Content - aa9dcd54646576fd313d5e12b73f80d0ab4ec9b6 - 8889e29/README.md

visit type:
Tip revision: e34d6642a1b8c928d20a949b66b327d72908578b authored by Ryan Sepassi on 20 June 2017, 16:43:56 UTC
Rm egg info
Tip revision: e34d664
README.md
# T2T: Tensor2Tensor Transformers

[![PyPI
version](https://badge.fury.io/py/tensor2tensor.svg)](https://badge.fury.io/py/tensor2tensor)
[![GitHub
Issues](https://img.shields.io/github/issues/tensorflow/tensor2tensor.svg)](https://github.com/tensorflow/tensor2tensor/issues)
[![Contributions
welcome](https://img.shields.io/badge/contributions-welcome-brightgreen.svg)](CONTRIBUTING.md)
[![License](https://img.shields.io/badge/License-Apache%202.0-brightgreen.svg)](https://opensource.org/licenses/Apache-2.0)

[T2T](https://github.com/tensorflow/tensor2tensor) is a modular and extensible
library and binaries for supervised learning with TensorFlow and with support
for sequence tasks.
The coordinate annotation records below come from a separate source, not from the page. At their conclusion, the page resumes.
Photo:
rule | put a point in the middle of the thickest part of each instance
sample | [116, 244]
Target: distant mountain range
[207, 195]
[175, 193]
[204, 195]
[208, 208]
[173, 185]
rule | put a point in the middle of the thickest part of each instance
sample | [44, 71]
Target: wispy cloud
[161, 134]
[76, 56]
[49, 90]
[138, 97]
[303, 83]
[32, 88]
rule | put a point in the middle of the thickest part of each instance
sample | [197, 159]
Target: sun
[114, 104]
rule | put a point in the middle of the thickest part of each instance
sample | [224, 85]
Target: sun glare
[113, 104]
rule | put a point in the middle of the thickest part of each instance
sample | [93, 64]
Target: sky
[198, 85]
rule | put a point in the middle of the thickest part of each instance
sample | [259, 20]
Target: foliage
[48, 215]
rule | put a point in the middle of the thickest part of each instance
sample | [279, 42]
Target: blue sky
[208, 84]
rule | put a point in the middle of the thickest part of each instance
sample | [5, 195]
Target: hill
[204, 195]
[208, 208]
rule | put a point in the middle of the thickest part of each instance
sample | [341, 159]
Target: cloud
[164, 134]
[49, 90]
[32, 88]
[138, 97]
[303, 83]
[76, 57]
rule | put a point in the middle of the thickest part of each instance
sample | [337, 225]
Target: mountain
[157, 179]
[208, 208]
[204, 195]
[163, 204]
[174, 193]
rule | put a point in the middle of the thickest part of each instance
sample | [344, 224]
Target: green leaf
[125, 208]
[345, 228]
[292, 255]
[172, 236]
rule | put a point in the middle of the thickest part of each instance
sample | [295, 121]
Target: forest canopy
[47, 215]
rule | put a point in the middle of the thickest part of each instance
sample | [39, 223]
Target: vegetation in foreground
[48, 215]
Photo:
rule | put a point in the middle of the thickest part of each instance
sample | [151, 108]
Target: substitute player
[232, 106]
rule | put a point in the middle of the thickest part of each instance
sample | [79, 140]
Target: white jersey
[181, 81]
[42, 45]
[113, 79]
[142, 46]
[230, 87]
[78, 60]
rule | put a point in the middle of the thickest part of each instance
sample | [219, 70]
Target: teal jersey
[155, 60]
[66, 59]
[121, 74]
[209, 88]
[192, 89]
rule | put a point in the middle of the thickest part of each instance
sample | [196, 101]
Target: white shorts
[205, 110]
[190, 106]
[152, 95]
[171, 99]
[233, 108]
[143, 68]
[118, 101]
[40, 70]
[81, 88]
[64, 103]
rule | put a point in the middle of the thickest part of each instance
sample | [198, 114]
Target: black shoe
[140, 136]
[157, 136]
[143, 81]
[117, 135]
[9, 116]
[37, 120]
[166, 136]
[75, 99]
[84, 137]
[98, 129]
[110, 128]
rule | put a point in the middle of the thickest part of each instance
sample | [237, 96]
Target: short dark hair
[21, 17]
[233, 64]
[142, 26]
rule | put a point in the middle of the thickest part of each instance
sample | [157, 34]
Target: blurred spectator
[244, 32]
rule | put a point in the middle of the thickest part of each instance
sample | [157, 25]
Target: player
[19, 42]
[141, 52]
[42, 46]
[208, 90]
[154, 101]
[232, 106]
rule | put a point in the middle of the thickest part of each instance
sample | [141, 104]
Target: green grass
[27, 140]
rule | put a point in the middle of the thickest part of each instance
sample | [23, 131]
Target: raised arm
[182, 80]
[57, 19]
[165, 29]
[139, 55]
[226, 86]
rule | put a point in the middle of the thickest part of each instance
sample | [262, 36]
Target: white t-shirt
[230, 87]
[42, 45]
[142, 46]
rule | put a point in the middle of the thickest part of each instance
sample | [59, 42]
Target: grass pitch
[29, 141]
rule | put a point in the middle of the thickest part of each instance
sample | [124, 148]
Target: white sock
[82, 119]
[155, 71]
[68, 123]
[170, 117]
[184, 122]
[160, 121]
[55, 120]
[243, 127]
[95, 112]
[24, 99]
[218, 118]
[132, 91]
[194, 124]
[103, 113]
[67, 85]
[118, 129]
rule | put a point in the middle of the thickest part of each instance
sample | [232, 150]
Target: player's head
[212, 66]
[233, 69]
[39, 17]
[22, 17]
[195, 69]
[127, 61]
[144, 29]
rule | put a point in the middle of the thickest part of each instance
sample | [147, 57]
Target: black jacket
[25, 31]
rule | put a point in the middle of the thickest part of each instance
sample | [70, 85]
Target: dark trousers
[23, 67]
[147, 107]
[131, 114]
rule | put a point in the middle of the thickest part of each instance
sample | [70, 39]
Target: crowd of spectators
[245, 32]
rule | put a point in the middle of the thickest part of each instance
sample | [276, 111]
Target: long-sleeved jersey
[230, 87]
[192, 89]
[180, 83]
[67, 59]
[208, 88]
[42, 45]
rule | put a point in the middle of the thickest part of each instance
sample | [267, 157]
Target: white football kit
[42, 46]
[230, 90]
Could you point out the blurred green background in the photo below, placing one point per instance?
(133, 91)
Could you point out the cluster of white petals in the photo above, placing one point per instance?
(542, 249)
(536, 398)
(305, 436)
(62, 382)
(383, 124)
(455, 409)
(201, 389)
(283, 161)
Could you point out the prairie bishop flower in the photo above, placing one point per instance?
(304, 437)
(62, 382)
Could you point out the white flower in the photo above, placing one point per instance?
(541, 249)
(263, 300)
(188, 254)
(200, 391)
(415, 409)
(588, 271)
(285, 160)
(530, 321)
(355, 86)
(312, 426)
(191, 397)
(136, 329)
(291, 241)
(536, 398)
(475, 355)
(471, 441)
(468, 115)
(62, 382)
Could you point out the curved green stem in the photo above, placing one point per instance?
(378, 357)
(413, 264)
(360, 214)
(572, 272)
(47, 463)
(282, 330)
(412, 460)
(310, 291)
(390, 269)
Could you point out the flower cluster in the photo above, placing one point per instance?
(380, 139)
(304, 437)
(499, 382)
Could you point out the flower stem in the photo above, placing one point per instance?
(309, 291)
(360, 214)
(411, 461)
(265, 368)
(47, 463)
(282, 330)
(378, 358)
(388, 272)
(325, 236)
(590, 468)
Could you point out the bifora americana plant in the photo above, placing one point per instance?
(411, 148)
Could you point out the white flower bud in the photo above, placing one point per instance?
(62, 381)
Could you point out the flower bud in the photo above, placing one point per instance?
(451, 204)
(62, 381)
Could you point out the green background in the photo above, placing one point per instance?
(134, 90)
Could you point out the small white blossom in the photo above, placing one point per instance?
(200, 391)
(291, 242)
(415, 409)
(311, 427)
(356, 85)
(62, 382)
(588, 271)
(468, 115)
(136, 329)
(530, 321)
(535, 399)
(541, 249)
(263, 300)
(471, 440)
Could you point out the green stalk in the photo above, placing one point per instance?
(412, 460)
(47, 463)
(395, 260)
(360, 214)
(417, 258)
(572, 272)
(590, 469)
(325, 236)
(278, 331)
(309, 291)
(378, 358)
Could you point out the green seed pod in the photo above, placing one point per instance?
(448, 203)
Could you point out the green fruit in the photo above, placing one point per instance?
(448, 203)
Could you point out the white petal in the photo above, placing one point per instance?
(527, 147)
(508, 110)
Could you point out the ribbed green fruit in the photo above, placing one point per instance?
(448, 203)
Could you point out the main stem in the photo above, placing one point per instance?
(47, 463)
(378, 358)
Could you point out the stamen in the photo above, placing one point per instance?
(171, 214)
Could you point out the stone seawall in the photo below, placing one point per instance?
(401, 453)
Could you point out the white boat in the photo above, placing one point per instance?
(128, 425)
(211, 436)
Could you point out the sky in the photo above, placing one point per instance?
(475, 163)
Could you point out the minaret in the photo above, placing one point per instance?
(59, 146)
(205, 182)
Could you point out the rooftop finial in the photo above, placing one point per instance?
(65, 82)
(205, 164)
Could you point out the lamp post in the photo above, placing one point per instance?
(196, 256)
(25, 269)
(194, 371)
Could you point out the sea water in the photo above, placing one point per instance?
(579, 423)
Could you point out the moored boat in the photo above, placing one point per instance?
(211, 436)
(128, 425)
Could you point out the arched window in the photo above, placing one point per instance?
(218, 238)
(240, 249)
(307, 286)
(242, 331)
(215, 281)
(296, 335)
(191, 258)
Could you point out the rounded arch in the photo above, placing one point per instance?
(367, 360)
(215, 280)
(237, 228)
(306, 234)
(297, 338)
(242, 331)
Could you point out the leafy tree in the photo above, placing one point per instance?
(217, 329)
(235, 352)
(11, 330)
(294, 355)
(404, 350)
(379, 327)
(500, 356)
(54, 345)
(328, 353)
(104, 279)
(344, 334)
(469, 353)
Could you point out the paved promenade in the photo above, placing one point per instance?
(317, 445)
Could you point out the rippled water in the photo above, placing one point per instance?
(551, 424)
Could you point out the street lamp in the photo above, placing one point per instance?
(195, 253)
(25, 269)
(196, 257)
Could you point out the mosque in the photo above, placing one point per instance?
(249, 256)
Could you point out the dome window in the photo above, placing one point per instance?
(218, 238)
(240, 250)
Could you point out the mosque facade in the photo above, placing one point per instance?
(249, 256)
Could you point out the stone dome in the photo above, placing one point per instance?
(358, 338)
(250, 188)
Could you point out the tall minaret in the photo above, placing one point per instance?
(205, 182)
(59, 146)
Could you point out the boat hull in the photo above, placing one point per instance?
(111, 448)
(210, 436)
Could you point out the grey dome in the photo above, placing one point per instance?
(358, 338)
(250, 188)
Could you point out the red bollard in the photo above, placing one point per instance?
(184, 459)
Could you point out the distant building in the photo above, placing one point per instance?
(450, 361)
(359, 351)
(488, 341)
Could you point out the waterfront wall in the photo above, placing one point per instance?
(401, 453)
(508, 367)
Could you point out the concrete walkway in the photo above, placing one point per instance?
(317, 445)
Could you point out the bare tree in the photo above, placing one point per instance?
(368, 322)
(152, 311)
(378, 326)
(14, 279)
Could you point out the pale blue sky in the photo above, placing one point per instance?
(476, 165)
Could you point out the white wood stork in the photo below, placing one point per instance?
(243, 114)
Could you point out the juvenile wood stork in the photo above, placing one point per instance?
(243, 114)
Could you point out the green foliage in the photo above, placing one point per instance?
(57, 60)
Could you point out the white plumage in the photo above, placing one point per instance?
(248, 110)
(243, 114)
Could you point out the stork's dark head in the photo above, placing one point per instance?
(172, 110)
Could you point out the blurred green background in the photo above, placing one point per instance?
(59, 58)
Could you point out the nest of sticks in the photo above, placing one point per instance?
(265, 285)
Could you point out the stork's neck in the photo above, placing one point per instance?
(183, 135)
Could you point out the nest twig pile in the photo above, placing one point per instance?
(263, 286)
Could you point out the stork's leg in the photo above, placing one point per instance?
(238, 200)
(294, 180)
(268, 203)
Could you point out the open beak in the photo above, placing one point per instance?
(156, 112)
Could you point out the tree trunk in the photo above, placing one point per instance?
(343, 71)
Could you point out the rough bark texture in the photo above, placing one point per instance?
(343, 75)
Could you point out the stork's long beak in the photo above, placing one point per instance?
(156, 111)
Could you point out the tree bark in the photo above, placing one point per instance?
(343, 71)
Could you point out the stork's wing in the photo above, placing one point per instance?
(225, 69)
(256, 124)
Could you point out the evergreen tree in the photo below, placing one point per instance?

It is actively used and maintained by researchers and
engineers within the Google Brain team.

We're eager to collaborate with you on extending T2T, so please feel
free to [open an issue on
GitHub](https://github.com/tensorflow/tensor2tensor/issues) or
send along a pull request to add your data-set or model.
See [our contribution
doc](CONTRIBUTING.md) for details and our [open
issues](https://github.com/tensorflow/tensor2tensor/issues).

---

## Walkthrough

Here's a walkthrough training a good English-to-German translation
model using the Transformer model from [*Attention Is All You
Need*](https://arxiv.org/abs/1706.03762) on WMT data.

```
pip install tensor2tensor

# See what problems, models, and hyperparameter sets are available.
# You can easily swap between them (and add new ones).
t2t-trainer --registry_help

PROBLEM=wmt_ende_tokens_32k
MODEL=transformer
HPARAMS=transformer_base

DATA_DIR=$HOME/t2t_data
TMP_DIR=/tmp/t2t_datagen
TRAIN_DIR=$HOME/t2t_train/$PROBLEM/$MODEL-$HPARAMS

mkdir -p $DATA_DIR $TMP_DIR $TRAIN_DIR

# Generate data
t2t-datagen \
  --data_dir=$DATA_DIR \
  --tmp_dir=$TMP_DIR \
  --problem=$PROBLEM

mv $TMP_DIR/tokens.vocab.32768 $DATA_DIR

# Train
# *  If you run out of memory, add --hparams='batch_size=2048' or even 1024.
t2t-trainer \
  --data_dir=$DATA_DIR \
  --problems=$PROBLEM \
  --model=$MODEL \
  --hparams_set=$HPARAMS \
  --output_dir=$TRAIN_DIR

# Decode

DECODE_FILE=$DATA_DIR/decode_this.txt
echo "Hello world" >> $DECODE_FILE
echo "Goodbye world" >> $DECODE_FILE

BEAM_SIZE=4
ALPHA=0.6

t2t-trainer \
  --data_dir=$DATA_DIR \
  --problems=$PROBLEM \
  --model=$MODEL \
  --hparams_set=$HPARAMS \
  --output_dir=$TRAIN_DIR \
  --train_steps=0 \
  --eval_steps=0 \
  --decode_beam_size=$BEAM_SIZE \
  --decode_alpha=$ALPHA \
  --decode_from_file=$DECODE_FILE

cat $DECODE_FILE.$MODEL.$HPARAMS.beam$BEAM_SIZE.alpha$ALPHA.decodes
```

---

## Installation

```
pip install tensor2tensor
```

Binaries:

```
# Data generator
t2t-datagen

# Trainer
t2t-trainer --registry_help
```

Library usage:

```
python -c "from tensor2tensor.models.transformer import Transformer"
```

---

## Features

* Many state of the art and baseline models are built-in and new models can be
  added easily (open an issue or pull request!).
* Many datasets across modalities - text, audio, image - available for
  generation and use, and new ones can be added easily (open an issue or pull
  request for public datasets!).
* Models can be used with any dataset and input mode (or even multiple); all
  modality-specific processing (e.g. embedding lookups for text tokens) is done
  with `Modality` objects, which are specified per-feature in the dataset/task
  specification.
* Support for multi-GPU machines and synchronous (1 master, many workers) and
  asynchrounous (independent workers synchronizing through a parameter server)
  distributed training.
* Easily swap amongst datasets and models by command-line flag with the data
  generation script `t2t-datagen` and the training script `t2t-trainer`.

---

## T2T overview

### Datasets

**Datasets** are all standardized on `TFRecord` files with `tensorflow.Example`
protocol buffers. All datasets are registered and generated with the
[data
generator](https://github.com/tensorflow/tensor2tensor/tree/master/tensor2tensor/bin/t2t-datagen)
and many common sequence datasets are already available for generation and use.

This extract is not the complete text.